The main limitation of the proposed SR method is inherent to its lesion-focused approach, which relies on a lesion detection step for ROI identification that limits the application of this method to datasets with a pre-existing mapping of ROIs. Regarding this matter, our methodological approach could be extended to include a lesion detection task as in19, to allow for CT images without lesion annotations in the training process.
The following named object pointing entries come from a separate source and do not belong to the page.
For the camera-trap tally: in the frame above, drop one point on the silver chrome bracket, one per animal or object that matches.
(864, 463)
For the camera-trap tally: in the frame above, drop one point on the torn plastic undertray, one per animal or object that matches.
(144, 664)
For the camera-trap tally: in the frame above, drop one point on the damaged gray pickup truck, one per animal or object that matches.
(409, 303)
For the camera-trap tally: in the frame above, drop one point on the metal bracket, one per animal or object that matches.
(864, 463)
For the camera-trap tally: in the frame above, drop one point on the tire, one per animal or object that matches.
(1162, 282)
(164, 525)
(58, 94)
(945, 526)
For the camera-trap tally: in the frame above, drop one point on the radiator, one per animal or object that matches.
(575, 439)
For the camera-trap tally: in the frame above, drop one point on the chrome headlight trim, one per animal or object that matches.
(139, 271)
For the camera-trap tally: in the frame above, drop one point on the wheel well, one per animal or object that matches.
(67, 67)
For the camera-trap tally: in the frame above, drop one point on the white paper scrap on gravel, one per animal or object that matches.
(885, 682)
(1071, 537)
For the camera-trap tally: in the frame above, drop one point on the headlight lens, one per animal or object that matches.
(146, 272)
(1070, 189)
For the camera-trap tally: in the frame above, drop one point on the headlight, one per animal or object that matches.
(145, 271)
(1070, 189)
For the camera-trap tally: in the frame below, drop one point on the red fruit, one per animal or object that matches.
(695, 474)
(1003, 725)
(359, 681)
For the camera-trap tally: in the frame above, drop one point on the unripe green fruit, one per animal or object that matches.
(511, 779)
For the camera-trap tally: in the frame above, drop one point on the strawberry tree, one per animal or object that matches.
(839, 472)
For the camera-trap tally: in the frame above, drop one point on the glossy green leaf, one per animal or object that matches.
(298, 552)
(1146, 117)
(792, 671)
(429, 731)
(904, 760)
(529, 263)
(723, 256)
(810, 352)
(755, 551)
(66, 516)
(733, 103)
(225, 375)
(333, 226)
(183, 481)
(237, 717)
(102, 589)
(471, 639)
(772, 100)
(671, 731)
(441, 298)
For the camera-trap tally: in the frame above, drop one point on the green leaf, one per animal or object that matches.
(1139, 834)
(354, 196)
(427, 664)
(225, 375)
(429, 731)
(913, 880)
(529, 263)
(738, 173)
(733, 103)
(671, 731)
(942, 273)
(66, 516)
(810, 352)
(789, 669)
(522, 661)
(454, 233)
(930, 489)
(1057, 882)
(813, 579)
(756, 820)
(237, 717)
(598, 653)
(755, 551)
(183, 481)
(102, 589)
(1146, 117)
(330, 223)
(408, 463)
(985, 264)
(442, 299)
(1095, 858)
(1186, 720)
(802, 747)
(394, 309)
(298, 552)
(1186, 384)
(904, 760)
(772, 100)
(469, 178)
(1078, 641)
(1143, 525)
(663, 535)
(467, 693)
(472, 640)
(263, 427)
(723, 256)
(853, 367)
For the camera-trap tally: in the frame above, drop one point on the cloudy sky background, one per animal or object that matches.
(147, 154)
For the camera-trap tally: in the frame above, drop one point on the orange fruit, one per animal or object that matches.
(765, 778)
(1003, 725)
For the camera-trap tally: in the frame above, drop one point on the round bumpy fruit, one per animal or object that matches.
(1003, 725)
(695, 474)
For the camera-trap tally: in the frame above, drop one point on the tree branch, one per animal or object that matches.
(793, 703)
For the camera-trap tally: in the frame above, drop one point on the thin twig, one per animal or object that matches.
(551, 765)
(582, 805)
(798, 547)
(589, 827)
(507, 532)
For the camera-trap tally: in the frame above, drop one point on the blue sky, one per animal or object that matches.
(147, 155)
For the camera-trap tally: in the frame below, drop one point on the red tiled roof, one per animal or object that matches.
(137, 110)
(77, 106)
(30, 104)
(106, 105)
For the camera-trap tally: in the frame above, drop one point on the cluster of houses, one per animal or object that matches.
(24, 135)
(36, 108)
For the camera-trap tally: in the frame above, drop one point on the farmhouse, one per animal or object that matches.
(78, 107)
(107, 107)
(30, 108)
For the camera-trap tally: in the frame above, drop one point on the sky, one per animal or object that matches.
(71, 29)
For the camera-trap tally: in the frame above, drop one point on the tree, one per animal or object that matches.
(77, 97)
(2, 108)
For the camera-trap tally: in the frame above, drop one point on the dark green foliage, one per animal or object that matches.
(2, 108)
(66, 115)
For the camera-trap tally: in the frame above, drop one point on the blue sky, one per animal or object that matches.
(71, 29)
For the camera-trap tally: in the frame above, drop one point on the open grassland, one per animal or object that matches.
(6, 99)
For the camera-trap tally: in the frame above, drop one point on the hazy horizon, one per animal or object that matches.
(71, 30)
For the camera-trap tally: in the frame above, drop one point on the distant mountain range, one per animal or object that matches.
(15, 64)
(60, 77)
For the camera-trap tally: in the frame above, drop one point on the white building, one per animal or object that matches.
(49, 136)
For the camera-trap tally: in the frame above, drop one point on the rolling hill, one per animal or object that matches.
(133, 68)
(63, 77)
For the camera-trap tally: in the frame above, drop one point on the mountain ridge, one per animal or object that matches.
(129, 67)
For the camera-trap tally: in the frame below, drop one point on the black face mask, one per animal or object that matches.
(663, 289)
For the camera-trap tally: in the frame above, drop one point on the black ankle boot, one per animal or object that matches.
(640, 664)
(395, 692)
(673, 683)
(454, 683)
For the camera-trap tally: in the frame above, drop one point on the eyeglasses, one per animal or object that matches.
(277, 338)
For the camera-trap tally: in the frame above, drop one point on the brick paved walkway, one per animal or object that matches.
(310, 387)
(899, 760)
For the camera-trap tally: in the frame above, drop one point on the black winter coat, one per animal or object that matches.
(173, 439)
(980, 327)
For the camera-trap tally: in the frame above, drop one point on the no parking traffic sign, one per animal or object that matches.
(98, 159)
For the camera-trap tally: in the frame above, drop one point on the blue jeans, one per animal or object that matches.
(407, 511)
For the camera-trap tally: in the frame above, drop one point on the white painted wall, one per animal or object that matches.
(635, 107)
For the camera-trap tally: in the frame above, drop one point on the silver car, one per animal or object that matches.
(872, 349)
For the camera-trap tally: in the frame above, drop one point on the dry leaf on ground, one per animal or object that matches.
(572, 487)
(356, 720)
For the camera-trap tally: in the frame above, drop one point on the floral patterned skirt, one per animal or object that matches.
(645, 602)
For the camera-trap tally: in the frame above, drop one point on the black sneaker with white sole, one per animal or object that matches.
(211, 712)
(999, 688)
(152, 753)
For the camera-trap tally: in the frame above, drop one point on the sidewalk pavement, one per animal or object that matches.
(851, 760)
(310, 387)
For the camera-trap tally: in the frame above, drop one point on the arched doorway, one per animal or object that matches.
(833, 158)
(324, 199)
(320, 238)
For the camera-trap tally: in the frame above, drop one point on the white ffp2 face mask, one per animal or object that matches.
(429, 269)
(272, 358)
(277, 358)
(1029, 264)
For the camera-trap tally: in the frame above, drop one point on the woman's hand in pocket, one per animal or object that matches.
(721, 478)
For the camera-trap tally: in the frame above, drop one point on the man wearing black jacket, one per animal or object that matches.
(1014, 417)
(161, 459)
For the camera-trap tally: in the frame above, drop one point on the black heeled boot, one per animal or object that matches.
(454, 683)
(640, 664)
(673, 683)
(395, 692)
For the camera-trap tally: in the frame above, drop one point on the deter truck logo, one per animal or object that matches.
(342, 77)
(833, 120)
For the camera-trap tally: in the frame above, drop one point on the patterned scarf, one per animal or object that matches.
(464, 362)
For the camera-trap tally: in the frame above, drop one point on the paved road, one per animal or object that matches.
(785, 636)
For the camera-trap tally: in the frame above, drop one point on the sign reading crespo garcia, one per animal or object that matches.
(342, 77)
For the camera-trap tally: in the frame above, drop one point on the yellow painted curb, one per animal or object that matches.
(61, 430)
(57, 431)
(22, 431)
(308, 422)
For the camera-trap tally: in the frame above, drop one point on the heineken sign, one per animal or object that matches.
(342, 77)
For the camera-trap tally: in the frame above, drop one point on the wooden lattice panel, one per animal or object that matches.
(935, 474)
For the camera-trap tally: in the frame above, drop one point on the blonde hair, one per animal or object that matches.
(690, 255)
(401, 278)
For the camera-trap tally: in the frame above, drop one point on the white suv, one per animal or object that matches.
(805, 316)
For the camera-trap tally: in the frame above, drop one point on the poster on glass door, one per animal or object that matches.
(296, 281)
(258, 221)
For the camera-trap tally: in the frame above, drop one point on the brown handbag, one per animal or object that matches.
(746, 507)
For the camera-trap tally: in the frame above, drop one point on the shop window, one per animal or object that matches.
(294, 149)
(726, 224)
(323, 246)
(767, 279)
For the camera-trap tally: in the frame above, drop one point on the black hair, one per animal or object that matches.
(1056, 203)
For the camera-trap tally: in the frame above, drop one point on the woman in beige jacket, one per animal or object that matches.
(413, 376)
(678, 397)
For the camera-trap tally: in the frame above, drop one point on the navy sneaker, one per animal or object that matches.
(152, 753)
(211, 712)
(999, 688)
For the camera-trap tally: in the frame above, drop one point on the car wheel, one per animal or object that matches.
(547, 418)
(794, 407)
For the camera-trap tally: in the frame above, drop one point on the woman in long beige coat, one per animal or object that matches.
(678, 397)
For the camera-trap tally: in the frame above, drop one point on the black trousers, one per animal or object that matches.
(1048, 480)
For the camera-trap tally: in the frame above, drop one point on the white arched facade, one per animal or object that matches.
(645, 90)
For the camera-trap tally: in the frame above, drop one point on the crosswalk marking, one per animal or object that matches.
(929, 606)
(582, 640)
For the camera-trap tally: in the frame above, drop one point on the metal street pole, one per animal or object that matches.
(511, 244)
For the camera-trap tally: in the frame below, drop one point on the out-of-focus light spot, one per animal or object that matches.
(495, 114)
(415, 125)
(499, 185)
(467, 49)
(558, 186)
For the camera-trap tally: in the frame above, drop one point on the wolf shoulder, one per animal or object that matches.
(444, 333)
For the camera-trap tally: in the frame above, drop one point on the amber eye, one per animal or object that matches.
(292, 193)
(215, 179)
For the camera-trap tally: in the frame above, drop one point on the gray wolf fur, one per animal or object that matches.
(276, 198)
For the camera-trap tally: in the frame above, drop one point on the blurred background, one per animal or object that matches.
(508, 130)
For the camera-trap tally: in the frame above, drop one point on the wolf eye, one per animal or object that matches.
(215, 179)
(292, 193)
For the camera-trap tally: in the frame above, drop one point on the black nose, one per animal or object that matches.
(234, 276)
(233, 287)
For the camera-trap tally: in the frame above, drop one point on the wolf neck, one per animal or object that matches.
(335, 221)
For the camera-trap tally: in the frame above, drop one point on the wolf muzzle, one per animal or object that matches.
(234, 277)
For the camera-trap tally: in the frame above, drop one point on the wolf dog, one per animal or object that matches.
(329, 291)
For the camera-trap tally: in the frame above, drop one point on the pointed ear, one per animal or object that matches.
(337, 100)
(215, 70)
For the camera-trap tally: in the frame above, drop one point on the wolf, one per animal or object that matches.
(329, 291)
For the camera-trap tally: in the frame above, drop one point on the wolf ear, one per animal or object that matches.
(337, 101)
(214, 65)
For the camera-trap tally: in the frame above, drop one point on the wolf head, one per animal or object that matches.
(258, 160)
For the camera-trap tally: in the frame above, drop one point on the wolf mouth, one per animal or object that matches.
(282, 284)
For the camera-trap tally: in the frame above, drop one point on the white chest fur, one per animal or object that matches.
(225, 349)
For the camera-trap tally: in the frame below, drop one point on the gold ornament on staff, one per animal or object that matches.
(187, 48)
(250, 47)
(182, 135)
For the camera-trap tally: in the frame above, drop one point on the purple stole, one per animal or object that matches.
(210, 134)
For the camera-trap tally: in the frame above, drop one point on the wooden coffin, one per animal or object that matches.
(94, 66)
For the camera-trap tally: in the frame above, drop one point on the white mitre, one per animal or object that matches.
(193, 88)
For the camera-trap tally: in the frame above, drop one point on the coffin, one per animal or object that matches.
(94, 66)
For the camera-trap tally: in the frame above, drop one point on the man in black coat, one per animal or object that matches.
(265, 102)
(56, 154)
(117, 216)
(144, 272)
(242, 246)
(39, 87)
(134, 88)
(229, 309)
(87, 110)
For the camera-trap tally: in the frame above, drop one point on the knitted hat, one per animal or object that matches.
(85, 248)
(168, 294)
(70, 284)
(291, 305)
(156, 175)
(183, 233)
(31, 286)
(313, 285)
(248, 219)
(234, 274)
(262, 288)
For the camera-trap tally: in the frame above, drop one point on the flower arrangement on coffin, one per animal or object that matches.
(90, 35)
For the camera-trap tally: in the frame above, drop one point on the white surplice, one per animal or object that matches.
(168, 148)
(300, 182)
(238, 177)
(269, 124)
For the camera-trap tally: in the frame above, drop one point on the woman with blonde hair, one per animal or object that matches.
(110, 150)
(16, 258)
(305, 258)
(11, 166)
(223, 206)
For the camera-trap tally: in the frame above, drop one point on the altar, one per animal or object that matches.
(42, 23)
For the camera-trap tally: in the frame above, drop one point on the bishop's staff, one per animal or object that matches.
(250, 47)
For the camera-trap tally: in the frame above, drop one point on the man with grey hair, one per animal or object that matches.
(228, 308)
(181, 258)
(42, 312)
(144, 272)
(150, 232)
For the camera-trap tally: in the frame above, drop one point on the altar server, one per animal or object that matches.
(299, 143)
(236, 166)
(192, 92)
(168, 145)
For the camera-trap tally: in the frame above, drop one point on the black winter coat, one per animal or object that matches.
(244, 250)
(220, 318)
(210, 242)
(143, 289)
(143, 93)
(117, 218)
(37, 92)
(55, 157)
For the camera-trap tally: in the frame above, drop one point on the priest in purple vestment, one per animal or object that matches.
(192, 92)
Considering that our GAN-SR method currently performs only in-plane 2D image SR, to avoid the effect of slice thickness variability6,7, GAN-based SR along the z-axis (i.e., yielding thinner slices) might relieve the problem related to highly anisotropic voxels50,51. Moreover, since our GAN-SR model does not remarkably improve PSNR/SSIM values, we could conduct feature recalibration, such as via self-attention mechanisms, to obtain features more similar to the ones of the original images21,52,53,54. Concerning future radiomics applications, since we showed the results on a homogeneous subset of the NSCLC-Radiomics dataset, we plan to test the generalization ability of GAN-extracted radiomic features on the whole dataset, considering variations on CT image acquisition and reconstruction parameters. In particular, a classification/prediction modeling task for NSCLC staging and type would be beneficial24.